Luke had been discussing her with his great-aunt? Peggy occupied herself spreading an even layer of bread crumbs over the
casserole. Disturbed, a tiny bit flattered—she couldn’t decide which she should feel. She settled on disgruntled. What did
Luke mean, they weren’t good for each other? She’d been a perfect wife.

Miss Abigail took a sherry glass from a cupboard. “I don’t abide by all the modern foolishness about husbands and wives having
to be friends. And Luke can be hard to like, with his brooding and moping. Nevertheless, what matters is, he cares for you.”

“I don’t think so.” Peggy couldn’t believe she was having this discussion.

“Hogwash, young lady. Put the casserole in the oven, please, and pour me a sherry.”

Luke made an informal deal with Grant Atherton over hamburgers at the Nutmeg Coffee Shop, which had been a downtown fixture
for over half a century. The business had recently relocated to Pilgrim Plaza, to a brand-new building done up to look like
a fifties diner, with diamond-patterned chrome walls and red vinyl booths. Luke missed the original, shabby Nutmeg on the
town green. It had been a genuine fifties diner.

For the formal deal, Luke put on his dark suit and parked the Volvo in the garage under one of the many glassy, mid-height
office boxes that gave downtown Stamford, Connecticut, its ambitious bluster, as if it knew it couldn’t compete with New York
but was damn well going to give it the old college try. Atherton’s office, on the ninth floor of the corporate headquarters
of Budget Club International, looked out over a visual riot of shopping malls and I-95 and the railroad tracks and the wind-whipped,
whitecapped Long Island Sound. Luke signed a contract, returned to New Nineveh, went up to his study, and stayed there for
most of the next three days.

Each year at this time, Luke was reminded how quickly a New England winter could reduce his world, as freezing temperatures
and layers of snow and ice confined him, and everyone, to their homes. This year, even without the snow, Luke’s life seemed
smaller than ever before.

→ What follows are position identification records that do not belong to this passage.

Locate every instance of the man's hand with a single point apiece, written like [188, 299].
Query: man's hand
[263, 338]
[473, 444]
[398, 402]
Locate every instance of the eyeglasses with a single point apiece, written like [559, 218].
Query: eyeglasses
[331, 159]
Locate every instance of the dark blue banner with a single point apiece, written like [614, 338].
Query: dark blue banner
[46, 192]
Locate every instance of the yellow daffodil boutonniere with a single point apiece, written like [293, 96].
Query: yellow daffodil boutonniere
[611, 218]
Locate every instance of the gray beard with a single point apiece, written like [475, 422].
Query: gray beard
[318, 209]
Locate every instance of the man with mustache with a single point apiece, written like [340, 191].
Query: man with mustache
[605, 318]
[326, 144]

His great-aunt, his investments, his writing—there was nothing else. Except for the Fiorentinos,
who stopped in two or three times a week to visit Abigail, he saw no one. Poker night had been temporarily suspended as its
members left for ski vacations and winter homes. In years past Luke hadn’t cared, but this year he thought it might have been
good for him to leave the house once in a while.